Multi-Modal Graph Neural Network with Transformer-Guided Adaptive Diffusion for Preclinical Alzheimer Classification
For researchers in neurodegenerative disease diagnosis, this work offers a new method to better classify preclinical Alzheimer's using multi-modal brain network data, though the improvement is incremental over existing GNN and transformer approaches.
The paper proposes a multi-modal graph neural network with transformer-guided adaptive diffusion for preclinical Alzheimer classification, achieving improved performance over existing methods by aggregating both short- and long-range graph properties. The model also identifies key brain regions associated with early AD stages.
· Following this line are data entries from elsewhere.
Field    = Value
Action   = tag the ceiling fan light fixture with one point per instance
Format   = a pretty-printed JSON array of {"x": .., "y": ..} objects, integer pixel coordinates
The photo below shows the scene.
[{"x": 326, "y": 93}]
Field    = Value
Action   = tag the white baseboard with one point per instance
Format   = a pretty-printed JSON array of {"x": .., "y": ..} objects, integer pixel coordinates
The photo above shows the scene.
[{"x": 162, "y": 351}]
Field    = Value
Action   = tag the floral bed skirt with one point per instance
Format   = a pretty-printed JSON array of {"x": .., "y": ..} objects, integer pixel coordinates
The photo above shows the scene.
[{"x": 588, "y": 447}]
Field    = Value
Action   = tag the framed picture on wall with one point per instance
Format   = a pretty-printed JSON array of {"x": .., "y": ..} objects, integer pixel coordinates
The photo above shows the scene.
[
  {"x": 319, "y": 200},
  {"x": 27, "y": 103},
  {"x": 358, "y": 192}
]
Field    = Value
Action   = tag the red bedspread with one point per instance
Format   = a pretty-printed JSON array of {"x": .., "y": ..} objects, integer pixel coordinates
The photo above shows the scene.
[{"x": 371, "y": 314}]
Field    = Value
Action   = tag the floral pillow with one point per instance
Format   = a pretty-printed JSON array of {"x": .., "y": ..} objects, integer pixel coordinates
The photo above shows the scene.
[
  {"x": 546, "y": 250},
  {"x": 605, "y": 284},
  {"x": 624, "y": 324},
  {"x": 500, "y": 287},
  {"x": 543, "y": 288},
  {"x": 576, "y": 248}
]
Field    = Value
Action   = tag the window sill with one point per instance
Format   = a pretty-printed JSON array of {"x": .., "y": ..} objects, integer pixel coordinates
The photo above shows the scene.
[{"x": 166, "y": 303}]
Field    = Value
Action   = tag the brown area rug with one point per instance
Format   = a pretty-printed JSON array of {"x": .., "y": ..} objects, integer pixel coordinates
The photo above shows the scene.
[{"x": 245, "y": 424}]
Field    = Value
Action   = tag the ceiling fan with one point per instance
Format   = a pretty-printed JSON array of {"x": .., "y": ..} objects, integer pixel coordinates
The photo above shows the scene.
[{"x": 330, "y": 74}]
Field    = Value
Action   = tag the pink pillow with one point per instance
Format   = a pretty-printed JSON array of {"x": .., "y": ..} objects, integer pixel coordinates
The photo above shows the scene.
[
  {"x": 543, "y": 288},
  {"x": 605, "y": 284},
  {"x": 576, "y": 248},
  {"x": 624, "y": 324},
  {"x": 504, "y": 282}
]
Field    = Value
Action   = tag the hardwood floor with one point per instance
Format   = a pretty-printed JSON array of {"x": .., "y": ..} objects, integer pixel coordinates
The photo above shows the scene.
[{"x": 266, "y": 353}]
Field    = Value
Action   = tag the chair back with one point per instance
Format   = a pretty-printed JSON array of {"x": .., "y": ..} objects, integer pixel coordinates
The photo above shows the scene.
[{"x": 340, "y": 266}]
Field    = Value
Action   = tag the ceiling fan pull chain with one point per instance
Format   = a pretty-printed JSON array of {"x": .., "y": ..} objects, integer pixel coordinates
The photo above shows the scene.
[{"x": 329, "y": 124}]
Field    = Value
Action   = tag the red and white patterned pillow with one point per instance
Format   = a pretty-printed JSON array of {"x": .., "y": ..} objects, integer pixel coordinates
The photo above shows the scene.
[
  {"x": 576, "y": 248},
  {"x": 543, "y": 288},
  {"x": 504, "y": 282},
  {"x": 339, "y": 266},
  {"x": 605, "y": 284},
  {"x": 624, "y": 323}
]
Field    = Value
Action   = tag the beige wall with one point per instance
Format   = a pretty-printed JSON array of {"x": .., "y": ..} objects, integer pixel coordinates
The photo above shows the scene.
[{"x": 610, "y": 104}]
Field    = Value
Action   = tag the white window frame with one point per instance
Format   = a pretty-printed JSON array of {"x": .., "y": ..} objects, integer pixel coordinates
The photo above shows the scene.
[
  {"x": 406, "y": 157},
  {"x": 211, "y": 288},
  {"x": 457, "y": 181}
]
The graphical representation of the brain offers critical insights into diagnosing and prognosing neurodegenerative disease via relationships between regions of interest (ROIs). Despite recent emergence of various Graph Neural Networks (GNNs) to effectively capture the relational information, there remain inherent limitations in interpreting the brain networks. Specifically, convolutional approaches ineffectively aggregate information from distant neighborhoods, while attention-based methods exhibit deficiencies in capturing node-centric information, particularly in retaining critical characteristics from pivotal nodes. These shortcomings reveal challenges for identifying disease-specific variation from diverse features from different modalities. In this regard, we propose an integrated framework guiding diffusion process at each node by a downstream transformer where both short- and long-range properties of graphs are aggregated via diffusion-kernel and multi-head attention respectively. We demonstrate the superiority of our model by improving performance of pre-clinical Alzheimer's disease (AD) classification with various modalities. Also, our model adeptly identifies key ROIs that are closely associated with the preclinical stages of AD, marking a significant potential for early diagnosis and prevision of the disease.